Arnold Paole, One Of Europe’s First Real Vampires
In the early 18th century, Arnold Paole had the bad luck of falling off a hay wagon and breaking his neck. Then, after he was buried, he had even worse luck when people in his Serbian village became convinced he was a vampire.
As National Geographic reports, the modern vampire myth arguably began with the story of Paole’s exhumation, which spread across Europe and became a subject of interest to philosophers like Voltaire, Denis Diderot, and Jean-Jacques Rousseau. Filled with bloody, gory details, it triggered a superstition about vampires that endures to the modern day.
In some ways, Paole’s story bears a remarkable resemblance to Mercy Brown’s. After he died, dozens of other people in his village also died, which made the living suspicious that Paole was undead and sucking their blood.
Austrian authorities sent a military doctor named Johannes Flückinger to investigate the claims.
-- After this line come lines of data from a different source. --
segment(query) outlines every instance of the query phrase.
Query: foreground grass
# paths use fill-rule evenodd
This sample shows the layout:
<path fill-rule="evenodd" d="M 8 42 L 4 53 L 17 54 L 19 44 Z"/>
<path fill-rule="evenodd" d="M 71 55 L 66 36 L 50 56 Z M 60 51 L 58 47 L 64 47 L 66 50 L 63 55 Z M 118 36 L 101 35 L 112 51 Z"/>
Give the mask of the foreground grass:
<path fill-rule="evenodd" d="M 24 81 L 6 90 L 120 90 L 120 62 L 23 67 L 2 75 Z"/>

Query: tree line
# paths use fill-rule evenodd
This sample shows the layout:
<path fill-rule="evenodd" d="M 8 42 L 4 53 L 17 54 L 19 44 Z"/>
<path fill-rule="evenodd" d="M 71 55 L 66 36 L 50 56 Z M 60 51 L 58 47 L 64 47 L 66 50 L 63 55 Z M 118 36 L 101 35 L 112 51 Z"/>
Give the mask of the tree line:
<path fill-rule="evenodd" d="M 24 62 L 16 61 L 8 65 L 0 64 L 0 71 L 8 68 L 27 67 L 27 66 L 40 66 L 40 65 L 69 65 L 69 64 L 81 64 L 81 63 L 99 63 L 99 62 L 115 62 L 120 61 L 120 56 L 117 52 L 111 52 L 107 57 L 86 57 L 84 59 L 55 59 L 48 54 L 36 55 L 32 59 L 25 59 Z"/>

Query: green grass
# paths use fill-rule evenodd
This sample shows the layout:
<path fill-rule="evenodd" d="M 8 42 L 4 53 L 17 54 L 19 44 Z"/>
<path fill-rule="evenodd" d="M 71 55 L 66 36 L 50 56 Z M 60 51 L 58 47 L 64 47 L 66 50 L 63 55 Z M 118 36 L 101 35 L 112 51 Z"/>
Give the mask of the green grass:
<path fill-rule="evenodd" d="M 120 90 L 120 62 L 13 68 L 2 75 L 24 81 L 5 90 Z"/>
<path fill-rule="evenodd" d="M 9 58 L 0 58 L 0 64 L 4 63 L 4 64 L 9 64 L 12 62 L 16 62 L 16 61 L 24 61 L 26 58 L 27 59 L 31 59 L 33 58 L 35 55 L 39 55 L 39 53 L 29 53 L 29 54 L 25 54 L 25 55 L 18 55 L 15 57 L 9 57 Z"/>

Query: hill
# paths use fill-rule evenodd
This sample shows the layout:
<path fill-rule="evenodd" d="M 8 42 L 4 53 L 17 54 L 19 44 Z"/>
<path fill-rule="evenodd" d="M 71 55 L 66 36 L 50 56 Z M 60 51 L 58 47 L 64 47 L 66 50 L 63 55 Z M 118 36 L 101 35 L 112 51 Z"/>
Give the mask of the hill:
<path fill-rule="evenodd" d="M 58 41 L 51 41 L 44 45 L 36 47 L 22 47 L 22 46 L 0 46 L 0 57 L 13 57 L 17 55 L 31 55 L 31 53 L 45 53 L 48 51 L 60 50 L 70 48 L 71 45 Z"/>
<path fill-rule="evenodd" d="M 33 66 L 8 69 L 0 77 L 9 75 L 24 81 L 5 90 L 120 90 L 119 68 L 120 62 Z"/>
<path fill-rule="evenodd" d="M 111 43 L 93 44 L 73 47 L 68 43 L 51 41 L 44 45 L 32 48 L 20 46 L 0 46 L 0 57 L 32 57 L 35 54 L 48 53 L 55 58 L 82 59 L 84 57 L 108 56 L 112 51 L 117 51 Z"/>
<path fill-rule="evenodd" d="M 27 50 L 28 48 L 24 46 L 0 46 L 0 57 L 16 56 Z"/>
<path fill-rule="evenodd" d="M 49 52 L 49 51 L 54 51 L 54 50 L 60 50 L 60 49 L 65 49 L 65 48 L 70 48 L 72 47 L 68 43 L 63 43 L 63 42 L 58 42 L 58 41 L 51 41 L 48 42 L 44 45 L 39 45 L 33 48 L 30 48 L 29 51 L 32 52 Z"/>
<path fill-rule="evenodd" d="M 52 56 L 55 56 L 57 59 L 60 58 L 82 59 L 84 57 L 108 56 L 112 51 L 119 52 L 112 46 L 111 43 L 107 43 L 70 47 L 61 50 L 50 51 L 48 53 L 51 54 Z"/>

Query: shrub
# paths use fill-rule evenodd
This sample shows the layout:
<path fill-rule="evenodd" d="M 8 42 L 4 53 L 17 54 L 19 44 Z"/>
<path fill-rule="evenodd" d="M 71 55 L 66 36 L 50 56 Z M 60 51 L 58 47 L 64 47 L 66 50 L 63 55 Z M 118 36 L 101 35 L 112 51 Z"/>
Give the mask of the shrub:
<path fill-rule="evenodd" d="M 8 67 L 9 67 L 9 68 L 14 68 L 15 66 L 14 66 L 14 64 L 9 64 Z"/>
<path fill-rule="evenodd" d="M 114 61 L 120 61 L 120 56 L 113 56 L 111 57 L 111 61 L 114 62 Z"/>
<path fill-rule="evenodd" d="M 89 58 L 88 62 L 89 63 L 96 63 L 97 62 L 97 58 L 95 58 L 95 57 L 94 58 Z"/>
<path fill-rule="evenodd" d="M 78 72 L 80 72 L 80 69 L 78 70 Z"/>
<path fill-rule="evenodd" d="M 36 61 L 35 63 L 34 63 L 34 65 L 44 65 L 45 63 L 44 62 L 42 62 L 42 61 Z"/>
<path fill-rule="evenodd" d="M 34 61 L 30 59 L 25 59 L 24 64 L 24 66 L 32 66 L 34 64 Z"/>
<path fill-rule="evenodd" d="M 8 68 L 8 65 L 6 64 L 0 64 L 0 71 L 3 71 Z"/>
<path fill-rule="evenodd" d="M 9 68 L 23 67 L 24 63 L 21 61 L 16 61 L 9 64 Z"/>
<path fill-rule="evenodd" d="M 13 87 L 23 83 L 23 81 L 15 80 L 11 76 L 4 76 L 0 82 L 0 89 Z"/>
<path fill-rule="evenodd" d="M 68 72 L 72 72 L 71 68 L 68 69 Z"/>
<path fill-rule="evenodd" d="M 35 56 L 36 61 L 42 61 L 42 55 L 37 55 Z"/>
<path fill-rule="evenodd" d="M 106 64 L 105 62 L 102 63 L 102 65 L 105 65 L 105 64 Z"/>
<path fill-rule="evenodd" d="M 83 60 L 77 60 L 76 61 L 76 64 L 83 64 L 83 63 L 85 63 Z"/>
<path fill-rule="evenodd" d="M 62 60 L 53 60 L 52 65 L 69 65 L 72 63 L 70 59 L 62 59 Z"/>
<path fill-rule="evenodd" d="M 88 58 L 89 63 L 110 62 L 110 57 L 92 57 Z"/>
He watched as the villagers dug up Paole’s body 40 days after his death and penned a shocking report to his superiors in 1732 describing what he saw.
“[They] found that fresh blood had flowed from his eyes, nose, mouth, and ears; that the shirt, the covering, and the coffin were completely bloody; that the old nails on his hands and feet, along with the skin, had fallen off, and that new ones had grown,” Flückinger wrote.
Even more shockingly, Flückinger reported that Paole’s corpse groaned and bled profusely when the villagers drove a stake through his heart. “[T]hey saw from this that he was a real vampire,” the doctor wrote.